Part of the appeal for archery lay in the inclusion of women. Most of the athletic endeavors available before archery emerged were strictly in the male domain—baseball, football, cricket, even horseshoes. Archery offered a chance to mingle with the opposite sex while engaging in a competitive pursuit. Most of the newspaper coverage, while including scores achieved by both men and women, took pains to comment on the feminine pulchritude on display, as in this Enquirer [August 28, 1880] observation:

“The Cincinnati beauties were out in force to give éclat to the occasion.”

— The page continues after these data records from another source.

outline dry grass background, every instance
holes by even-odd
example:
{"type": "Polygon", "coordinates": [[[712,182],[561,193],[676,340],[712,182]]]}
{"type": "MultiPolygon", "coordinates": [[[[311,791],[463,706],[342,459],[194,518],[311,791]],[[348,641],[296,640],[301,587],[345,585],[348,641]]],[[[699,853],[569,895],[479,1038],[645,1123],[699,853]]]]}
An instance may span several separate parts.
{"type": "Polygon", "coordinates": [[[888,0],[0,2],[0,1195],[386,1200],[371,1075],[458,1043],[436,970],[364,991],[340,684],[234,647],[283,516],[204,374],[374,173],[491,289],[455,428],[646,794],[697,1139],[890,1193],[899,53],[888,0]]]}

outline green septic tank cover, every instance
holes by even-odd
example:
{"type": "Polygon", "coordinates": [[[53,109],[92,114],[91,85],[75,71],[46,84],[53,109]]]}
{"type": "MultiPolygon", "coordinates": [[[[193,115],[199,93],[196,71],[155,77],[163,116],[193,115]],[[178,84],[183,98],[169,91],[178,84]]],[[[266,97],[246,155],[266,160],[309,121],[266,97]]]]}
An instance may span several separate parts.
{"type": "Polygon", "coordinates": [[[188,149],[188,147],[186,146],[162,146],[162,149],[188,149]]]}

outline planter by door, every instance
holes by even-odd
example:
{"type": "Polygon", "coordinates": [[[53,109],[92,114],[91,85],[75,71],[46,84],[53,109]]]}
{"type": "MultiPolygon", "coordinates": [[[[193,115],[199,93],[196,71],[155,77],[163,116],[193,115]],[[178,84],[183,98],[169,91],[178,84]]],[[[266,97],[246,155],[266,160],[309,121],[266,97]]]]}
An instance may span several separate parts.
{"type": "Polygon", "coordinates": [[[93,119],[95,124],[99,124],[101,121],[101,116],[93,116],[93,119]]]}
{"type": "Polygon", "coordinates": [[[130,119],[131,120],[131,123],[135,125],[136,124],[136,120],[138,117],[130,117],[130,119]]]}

While the sports pages carried the scores, the women’s pages carried notes about the most up-to-date fashions to be worn on the archery range. Despite the inherent sexism, archery did offer women a rare opportunity to excel in a man’s domain. Cincinnati produced some outstanding women archers in the early days of the sport, most notably Matilda “Lida” Scott Howell of the Tusculum Archery Club. After winning the Ohio championship in 1881 and 1882, Lida Howell competed in 20 National Archery Championships between 1883 and 1907, taking first prize in 17 of them. During the 1895 match, she set records in the Double National Rounds with scores that would not be surpassed until 1931. In the 1904 Olympics, she earned three gold medals. Lida was inducted into the Archery Hall of Fame in 1975.

Lida’s husband was no slouch. Millard Howell, a coffee wholesaler, never achieved hall-of-fame status but, in 1899, he and Lida won the National Archery Association’s National Championships, the only time in the history of the association that husband and wife won titles in the same year.